# Groups: Lagrange's theorem

## Understanding Lagrange’s Theorem

• Lagrange’s theorem is a fundamental theorem in group theory, a branch of abstract algebra.
• It states: if ‘H’ is a subgroup of a finite group ‘G’, the order (number of elements) of ‘H’ divides the order of ‘G’.
• In other words, the size of any subgroup of a finite group must be a divisor of the size of the original group.
• The order of a group or a subgroup is the number of elements it contains.
• A subgroup H of a group G is a subset of G that is itself a group under the operation of G.

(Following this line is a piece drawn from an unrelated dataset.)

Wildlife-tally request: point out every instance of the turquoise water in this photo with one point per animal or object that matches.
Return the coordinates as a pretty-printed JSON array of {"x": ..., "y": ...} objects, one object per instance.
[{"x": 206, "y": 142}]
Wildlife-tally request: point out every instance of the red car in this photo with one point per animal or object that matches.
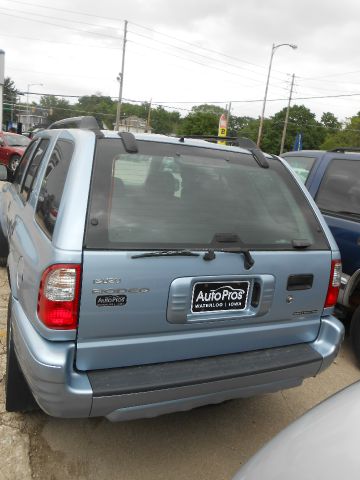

## Lagrange’s Theorem and Group Order

• A consequence of Lagrange’s theorem is that the order of any element of a finite group (i.e., the smallest positive integer n such that ‘a^n=e’, where ‘a’ is a group element and ‘e’ is the identity) divides the order of the group.
• Lagrange’s theorem doesn’t guarantee that for each divisor of the order of a group, there is a subgroup of that order. Hence, care should be taken while using this result.

## Applying Lagrange’s Theorem

• To apply Lagrange’s theorem, firstly identify the group and its subgroup.
• Calculate the order of both the group and the subgroup.
• Check if the order of the subgroup divides the order of the group. Its validity confirms the given set is a subgroup.

## Lagrange’s Theorem in Abstract Algebra

• Abstract algebra is a branch of mathematics which studies algebraic structures and their properties.
• Lagrange’s theorem is one of the most important theorems in abstract algebra, and is a classical result in finite group theory.
• Lagrange’s theorem provides the basis for many proofs and subsequent theorems, including the Fundamental Theorem of Finite Abelian Groups and subsequent properties such as group actions and group isomorphisms.

## Cadlag Functions and Lagrange Polynomials

• Note that ‘Lagrange’ refers to Joseph-Louis Lagrange, hence, in mathematics, we also have other references to his work such as the Lagrange polynomials in numerical analysis or Lagrange multipliers in optimisation.
• Do not confuse Lagrange’s Theorem in group theory with these topics, as they belong to different areas of study within mathematics.